Heterologous expression of EsSPDS1 in tobacco plants improves drought tolerance with efficient reactive oxygen species scavenging systems

• A novel spermidine synthase EsSPDS1 is isolated from Eutrema salsugineum.
• Overexpression of EsSPDS1 increases polyamines biosynthesis in transgenic tobacco plants.
• Overexpression of EsSPDS1 in transgenic plants enhances tolerance to drought stress with reduction of the ROS levels.

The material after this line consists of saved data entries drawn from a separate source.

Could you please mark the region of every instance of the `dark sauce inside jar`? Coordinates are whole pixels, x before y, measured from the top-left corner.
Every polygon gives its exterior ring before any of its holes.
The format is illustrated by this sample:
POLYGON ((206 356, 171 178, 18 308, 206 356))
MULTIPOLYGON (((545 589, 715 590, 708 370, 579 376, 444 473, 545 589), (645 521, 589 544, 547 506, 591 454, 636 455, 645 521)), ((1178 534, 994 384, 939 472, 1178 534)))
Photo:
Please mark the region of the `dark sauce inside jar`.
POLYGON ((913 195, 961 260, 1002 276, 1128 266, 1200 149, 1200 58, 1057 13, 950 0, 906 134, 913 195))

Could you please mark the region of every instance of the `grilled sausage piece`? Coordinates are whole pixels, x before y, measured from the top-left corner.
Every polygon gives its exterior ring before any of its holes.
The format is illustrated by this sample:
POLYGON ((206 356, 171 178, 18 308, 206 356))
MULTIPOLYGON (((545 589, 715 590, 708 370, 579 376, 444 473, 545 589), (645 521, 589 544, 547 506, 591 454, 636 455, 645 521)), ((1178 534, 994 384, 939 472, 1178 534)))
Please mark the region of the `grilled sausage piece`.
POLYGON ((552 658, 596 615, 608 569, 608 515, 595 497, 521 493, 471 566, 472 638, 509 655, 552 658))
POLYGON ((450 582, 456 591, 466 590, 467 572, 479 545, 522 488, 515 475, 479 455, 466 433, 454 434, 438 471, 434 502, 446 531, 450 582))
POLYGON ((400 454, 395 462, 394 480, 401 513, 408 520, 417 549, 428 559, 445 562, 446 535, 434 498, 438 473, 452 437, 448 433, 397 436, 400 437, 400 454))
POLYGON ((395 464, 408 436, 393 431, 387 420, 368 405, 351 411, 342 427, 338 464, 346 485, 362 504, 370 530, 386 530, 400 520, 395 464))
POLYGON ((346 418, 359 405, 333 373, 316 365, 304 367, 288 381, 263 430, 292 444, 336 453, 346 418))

It has previously been indicated that polyamines (PAs) are involved in the response to adverse environmental stresses in various plant species. Increased cellular PA levels or exogenous PA application can reduce the accumulation of reactive oxygen species (ROS) imposed by multiple abiotic stresses via increasing antioxidant enzyme activities. In this study, a novel spermidine synthase gene, designated as EsSPDS1, was cloned and characterized from the halophytic plant Eutrema salsugineum. Analyses of tissue-specific expression profiles revealed that EsSPDS1 was expressed in almost all tested organs including leaves, stems, flowers, roots and siliques. The expression of EsSPDS1 was obviously induced by polyethylene glycol (PEG) and high salinity treatments. Furthermore, the EsSPDS1 transcripts rapidly accumulated upon exposure to abscisic acid (ABA) treatments, implying that this gene was involved in ABA-mediated abiotic stress response. Transgenic tobacco plants harboring EsSPDS1 exhibited enhanced drought tolerance relative to wild-type (WT) plants. These transgenic plants had lower levels of malondialdehyde (MDA), less ion leakage (IL) and reactive oxygen species (ROS). However, relative water content (RWC) and activities of antioxidant enzymes including SOD and CAT of the transgenic plants was remarkably higher than those of WT plants under drought stress conditions. Collectively, our data suggested that the activation of EsSPDS1 expression in tobacco plants conferred drought tolerance, which might be attributed to enhance the ability to scavenge ROS levels.